研修の効果を最大化するために、企画段階で次の点を確認しておくことをおすすめします。

  • 対象者の選定は適切か:評価・登用への影響が大きい層(管理職)を優先しているか
  • 経営層の関与はあるか:トップメッセージとして研修の目的が共有されているか
  • 振り返りの時間は十分に確保されているか:体験だけでなく、対話・言語化の時間を惜しまない設計になっているか
  • フォローアップの計画はあるか:単発で終わらせず、継続的な取り組みとして位置づけられているか
  • 心理的に安全な場が用意されているか:参加者が率直に発言できる雰囲気づくりがファシリテーションに組み込まれているか

これらの項目は、研修会社に相談する前の”自社の準備状況”の棚卸しとしても活用できます。

他のDE&I研修との組み合わせ方

アンコンシャスバイアス研修は、単体で完結させるよりも、他のDE&Iテーマと組み合わせることで相乗効果が生まれやすくなります。

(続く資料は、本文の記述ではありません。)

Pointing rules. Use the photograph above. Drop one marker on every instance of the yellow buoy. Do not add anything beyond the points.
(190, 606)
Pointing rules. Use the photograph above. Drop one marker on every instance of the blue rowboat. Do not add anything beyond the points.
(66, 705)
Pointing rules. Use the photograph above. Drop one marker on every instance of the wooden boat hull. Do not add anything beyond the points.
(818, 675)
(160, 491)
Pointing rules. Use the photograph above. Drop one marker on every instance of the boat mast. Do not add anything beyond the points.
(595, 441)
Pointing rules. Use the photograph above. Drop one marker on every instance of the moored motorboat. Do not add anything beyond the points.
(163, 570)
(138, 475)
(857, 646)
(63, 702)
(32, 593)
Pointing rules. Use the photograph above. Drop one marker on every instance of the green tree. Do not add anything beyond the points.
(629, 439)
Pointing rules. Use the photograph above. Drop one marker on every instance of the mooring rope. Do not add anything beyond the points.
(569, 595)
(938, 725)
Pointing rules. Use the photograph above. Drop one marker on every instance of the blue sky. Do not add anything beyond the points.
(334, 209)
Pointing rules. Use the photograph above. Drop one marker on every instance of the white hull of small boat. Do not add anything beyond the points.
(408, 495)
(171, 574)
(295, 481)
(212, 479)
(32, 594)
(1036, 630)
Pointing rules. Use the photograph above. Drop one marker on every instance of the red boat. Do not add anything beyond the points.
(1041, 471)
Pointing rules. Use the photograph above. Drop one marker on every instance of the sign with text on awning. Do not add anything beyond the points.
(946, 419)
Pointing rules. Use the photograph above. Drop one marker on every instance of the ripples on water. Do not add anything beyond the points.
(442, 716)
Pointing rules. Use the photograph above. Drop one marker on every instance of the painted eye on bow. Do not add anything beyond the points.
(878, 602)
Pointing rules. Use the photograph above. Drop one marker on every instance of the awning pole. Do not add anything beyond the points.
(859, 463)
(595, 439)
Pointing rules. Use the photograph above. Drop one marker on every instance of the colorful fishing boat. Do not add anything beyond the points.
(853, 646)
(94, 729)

例えば、女性活躍推進研修と組み合わせれば、登用場面でのバイアスへの気づきをより具体的な文脈で扱うことができます。また、心理的安全性をテーマにした研修と接続すれば、気づきを日常の対話文化の変化にまでつなげやすくなります。

自社が抱える課題に応じて、どのテーマから着手し、どう発展させていくかというロードマップを描くことが、単発の研修で終わらせないための重要な視点です。

まとめ

アンコンシャスバイアスは、自覚できないからこそ厄介なバイアスです。知識としてのインプットだけでなく、自分自身の意思決定の中にバイアスを発見する体験こそが、行動変容への最短ルートになります。ボードゲームという体験型の設計は、その気づきを継続的な学びへとつなげる有効な手段です。

よくある質問(Q&A)

アンコンシャスバイアス研修はどの階層から始めるべきですか?

評価・登用の意思決定権を持つ管理職層から始めることをおすすめします。その後、全社員へと展開することで、組織全体での共通言語ができやすくなります。

1回の研修でどのくらいの効果が期待できますか?

1回の研修は「気づきのきっかけ」です。継続的なフォローアップと組み合わせることで、行動変容へとつながりやすくなります。

評価制度そのものの見直しも一緒に相談できますか?

可能です。HR実務の視点から、研修と並行した評価プロセスの見直しについてもアドバイスいたします。

研修に消極的な社員が多い場合、どう工夫すればよいですか?

「診断される」印象を与えない設計が重要です。ゲームという娯楽性のある枠組みを使うこと自体が、心理的なハードルを下げる効果を持っています。

既存の評価制度の課題を可視化することも目的にできますか?

可能です。ゲーム内での判断傾向の集計結果を、評価制度の見直しに向けた参考データとしてご活用いただくこともできます。